This was the day you came into this world.
I saw your mum lying on the bed, all tired out from all the contractions she was having. Neither of us blamed you for it though, no no…..and me being a typical ‘man’ didn’t see it coming either. Your mum was livid. She was bright red and shouting obscenities at me, throwing whatever she could get her hands on at my head. She didn’t really blame me per se, it was just that she needed an outlet, and I understood that. So although her plastic cup did hit me square in between my eyes, I just kept smiling because I knew that you were coming soon.
I won’t go through the whole delivery process because, well, you girls just instinctively know about. I was right there though, holding your mums hand and getting mine squeezed as if it were an orange. Then I saw it, the top of your tiny little head, and yes, you had jet black hair (both your mum and I do, even if hers might look brown, but I’ll let her explain that to you).
Sigh, but that face. The face that even Helen of Troy would have killed for. You looked absolutely beautiful. All sleepy and with a look wondering what the fuss was about. Although you didn’t cry, I knew you were ok just looking into those eyes. In that moment, I fell in love with you wholeheartedly.

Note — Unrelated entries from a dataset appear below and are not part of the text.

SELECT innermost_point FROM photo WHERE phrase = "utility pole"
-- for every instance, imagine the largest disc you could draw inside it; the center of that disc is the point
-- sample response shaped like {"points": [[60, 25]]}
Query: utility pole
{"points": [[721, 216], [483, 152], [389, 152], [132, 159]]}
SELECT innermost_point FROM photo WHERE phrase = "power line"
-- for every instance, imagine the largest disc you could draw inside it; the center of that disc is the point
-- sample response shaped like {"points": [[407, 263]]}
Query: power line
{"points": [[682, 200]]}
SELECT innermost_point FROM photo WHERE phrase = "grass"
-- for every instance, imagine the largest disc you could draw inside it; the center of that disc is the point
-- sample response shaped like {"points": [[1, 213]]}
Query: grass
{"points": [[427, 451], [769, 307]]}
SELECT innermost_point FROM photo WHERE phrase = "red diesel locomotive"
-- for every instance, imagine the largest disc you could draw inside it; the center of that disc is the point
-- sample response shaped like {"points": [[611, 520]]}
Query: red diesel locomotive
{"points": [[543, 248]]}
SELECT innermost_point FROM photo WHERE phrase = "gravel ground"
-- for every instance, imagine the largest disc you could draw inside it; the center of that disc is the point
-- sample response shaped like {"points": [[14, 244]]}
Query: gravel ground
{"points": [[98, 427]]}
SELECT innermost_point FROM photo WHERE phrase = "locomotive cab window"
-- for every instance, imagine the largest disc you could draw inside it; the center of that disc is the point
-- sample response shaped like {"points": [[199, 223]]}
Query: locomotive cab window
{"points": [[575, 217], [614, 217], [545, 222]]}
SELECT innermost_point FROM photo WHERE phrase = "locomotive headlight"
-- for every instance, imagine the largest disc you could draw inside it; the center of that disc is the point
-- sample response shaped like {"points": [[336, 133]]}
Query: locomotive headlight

I would have done anything, absolutely anything just to protect you and be there for you.
I remember the look on your mums face when she held you in her arms. I knew she fell for you hook, line and sinker too. She’s always kept herself fairly reserved, with only glimpses of what she really feels. But on this day, the day you came into this world, she opened up to you instantly. You were our little girl, and the two of us couldn’t be prouder, couldn’t be happier that it was you that chose to come to us.